Whether you are a new or experienced Revit user, there are always new and more efficient ways of doing things. So to start off the new year, here is my top list of tricks for working with views in Revit.
No 1. Work in a 3d View, or at least have one open most of the time. It’s surprising how many problems can be found (and fixed) by simply watching a 3d view.
If I’m working in plan, I will always have a 3d view open as well. After a while, you won’t know how you ever worked without it.
No 2. Cut Sections (and Elevations). There is a reason architects like to use them so much. In the landscape, you are much more likely to see 3d inaccuracies (such as grading discrepancies) in section.
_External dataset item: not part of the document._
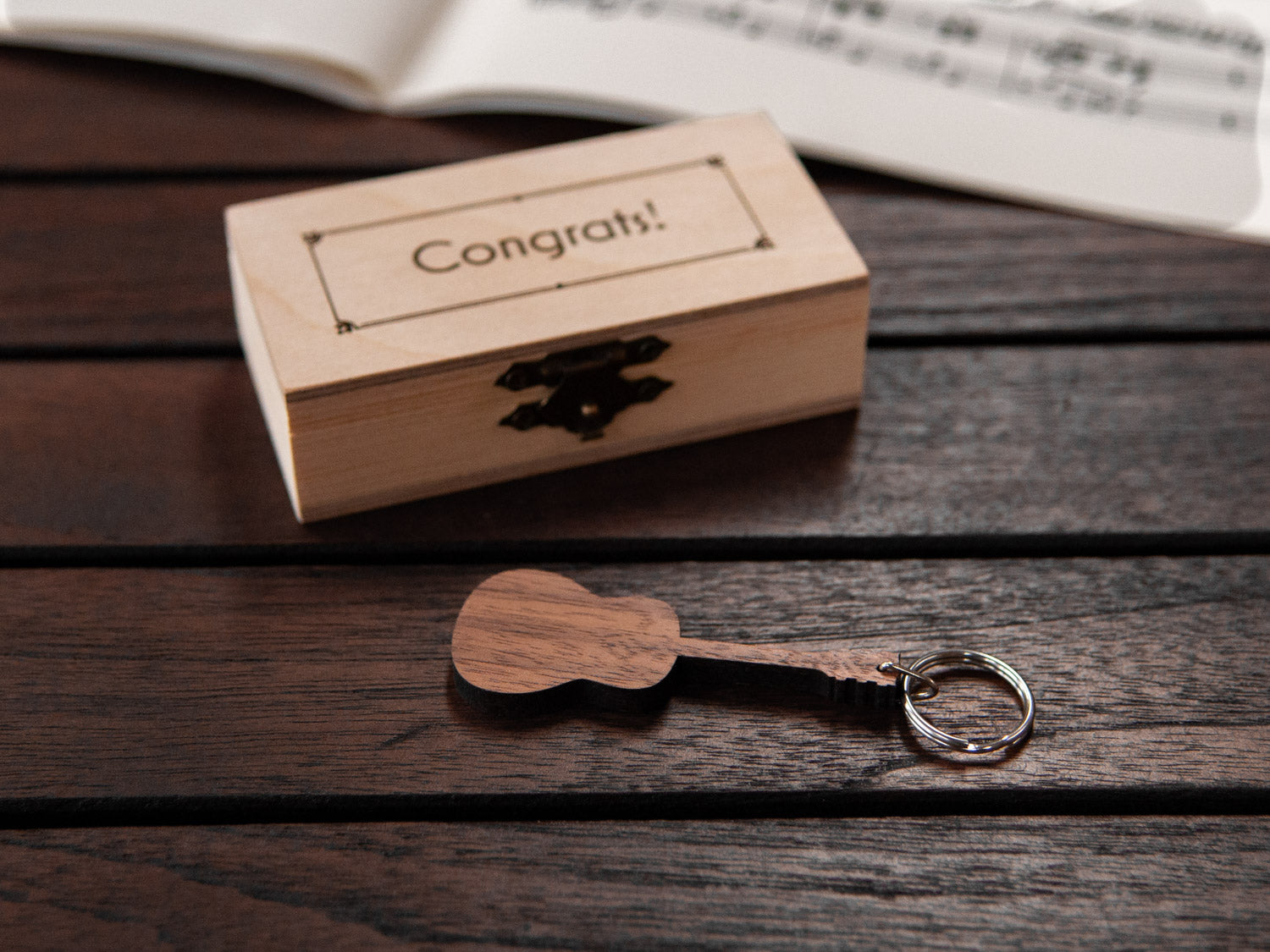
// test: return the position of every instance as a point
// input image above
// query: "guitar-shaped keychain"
(527, 635)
No 3. Temporary View Properties & Temporary Hide/Isolate. These are both available at the bottom of any view.
I find Temp View Properties to be a bit more useful, since it can be used to temporarily disable a View Template. This can easily reduce the need for working views, which in the landscape can easily become a mess (due to CAD imports).
Temp Hide/Isolate also has its uses, particularly when trying to modify or simply select overlapping or adjacent elements.
No 4. Rewind! This useful little option is located on the Navigation Wheel (Shift + W).
It allows you to rewind through a view, by scrolling through previous “frames.” Though more frequently used in 3d views (especially after orbiting off the wrong way), it can also be used in 2d views.
No 5. Query to Hide CAD Layers. If you are working with a CAD Survey or a CAD civil file, this can save time and sanity. Just select the CAD import, Query, and Hide in view.
This is particularly useful when new CAD layers starting appearing in all of your views. If using View Templates, I tend to not include Import Overrides in the template (otherwise you cannot use Query to Hide layers).
To turn them back on, you do have to navigate through the long list in Visibility/Graphic Overrides. But use Reveal Hidden Elements with Query to find which layer to turn on.